自动化垂直智能体的验证流程 | AI生成和翻译
简短回答:你基本正确。可扩展的方式是构建垂直的、编码化的智能体来调用LLM API,并配合强大的自动化验证。你仍然需要”异常时人工介入”的循环,而非”完全无需人工”,因为现实情况包括API故障、模型漂移和边缘案例。但对于范围明确且具备良好检查机制的任务,你可以实现全自动化运行。
以下是可实施的实用蓝图。
实现”全自动化”的真正要素
- 确定性框架:代码计划/模板只需生成一次,然后进行参数化;不要每次运行都”从头开始重新提示”
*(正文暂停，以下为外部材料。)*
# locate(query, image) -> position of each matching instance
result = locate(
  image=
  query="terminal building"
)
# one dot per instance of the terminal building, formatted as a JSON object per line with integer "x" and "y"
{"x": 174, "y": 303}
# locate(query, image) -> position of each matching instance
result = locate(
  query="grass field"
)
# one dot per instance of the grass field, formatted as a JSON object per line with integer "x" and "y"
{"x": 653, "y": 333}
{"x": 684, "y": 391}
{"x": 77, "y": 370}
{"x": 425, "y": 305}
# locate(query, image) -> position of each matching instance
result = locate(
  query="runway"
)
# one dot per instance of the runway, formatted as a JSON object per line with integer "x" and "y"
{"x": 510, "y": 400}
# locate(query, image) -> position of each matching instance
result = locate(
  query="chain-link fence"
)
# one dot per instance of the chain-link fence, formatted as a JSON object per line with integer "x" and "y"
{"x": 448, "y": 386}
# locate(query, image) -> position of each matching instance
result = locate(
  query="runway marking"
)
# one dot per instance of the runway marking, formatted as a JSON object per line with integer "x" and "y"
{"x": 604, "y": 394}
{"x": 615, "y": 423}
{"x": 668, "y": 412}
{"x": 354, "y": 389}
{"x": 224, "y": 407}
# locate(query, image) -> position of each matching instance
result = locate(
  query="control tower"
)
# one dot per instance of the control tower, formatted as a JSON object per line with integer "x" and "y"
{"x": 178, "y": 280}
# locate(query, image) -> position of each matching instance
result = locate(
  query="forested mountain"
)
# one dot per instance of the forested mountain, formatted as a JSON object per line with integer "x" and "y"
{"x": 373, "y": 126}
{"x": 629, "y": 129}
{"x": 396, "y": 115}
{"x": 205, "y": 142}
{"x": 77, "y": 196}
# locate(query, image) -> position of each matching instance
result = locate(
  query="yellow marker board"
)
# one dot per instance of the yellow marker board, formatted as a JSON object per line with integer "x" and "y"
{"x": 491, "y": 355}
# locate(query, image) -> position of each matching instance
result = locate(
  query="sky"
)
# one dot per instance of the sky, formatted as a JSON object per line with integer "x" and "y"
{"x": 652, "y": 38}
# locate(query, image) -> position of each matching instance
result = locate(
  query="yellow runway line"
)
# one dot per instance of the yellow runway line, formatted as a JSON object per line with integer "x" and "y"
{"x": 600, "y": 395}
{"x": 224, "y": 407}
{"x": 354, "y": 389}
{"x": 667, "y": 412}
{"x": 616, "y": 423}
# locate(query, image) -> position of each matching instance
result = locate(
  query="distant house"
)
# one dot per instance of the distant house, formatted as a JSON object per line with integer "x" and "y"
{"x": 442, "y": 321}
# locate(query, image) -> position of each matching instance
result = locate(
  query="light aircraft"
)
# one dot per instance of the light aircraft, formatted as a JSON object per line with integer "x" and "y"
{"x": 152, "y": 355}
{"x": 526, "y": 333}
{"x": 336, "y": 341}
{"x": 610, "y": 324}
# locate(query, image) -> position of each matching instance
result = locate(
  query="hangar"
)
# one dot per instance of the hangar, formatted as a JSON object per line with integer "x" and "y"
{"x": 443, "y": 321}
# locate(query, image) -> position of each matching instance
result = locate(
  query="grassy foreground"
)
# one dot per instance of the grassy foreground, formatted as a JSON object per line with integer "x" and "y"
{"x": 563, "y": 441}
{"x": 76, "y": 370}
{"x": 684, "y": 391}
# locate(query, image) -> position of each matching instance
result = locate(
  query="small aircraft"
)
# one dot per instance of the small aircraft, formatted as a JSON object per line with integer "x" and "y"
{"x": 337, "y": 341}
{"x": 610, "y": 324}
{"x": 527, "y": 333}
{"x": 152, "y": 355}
- 类型化、模式化的输入输出:强制LLM返回JSON格式,并在使用前由代码进行验证
- 基础检查:通过工具、编译器、单元测试、代码检查器、HTTP模拟、SQL模式等验证输出
- 风险门控:仅在置信度和检查通过时自动应用更改;否则创建审查工单/PR
- 可观测性:日志、追踪、成本/延迟监控、成功率、漂移/警报阈值
- 深度防御:多模型交叉检查、自一致性投票、沙箱执行、差异大小限制、白名单/黑名单
参考架构(精简而可靠)
- 控制器:从队列(Kafka/SQS/Redis/简单数据库)读取任务
- 规划器(LLM):将任务转化为具体计划和结构化步骤
- 执行器(工具+必要时使用LLM):代码编辑、API调用、文件操作
- 验证器:模式/类型检查、静态分析、单元测试、黄金测试
- 策略引擎:决定自动合并或”需要人工介入”
- 报告器:创建PR、生成问题、发送Slack/邮件摘要
实际有效的验证模式
- JSON模式验证+重试直至有效
- AST解析+基础语义检查(确保类/方法存在)
- 运行ruff/mypy/flake8,pytest(含覆盖率阈值),bandit安全扫描
- 文本/数据:正则表达式不变量、参考答案、BLEU/ROUGE阈值或定制业务规则
- 调用外部系统:先进行模拟/桩测试;生产环境金丝雀部署采用只读或影子模式;然后逐步推广
入门:Python”垂直智能体”框架
该框架支持并行执行任务,强制JSON输出,进行验证,运行本地检查,并自动应用更改或创建PR。请将call_llm()桩函数替换为您的提供商/路由器。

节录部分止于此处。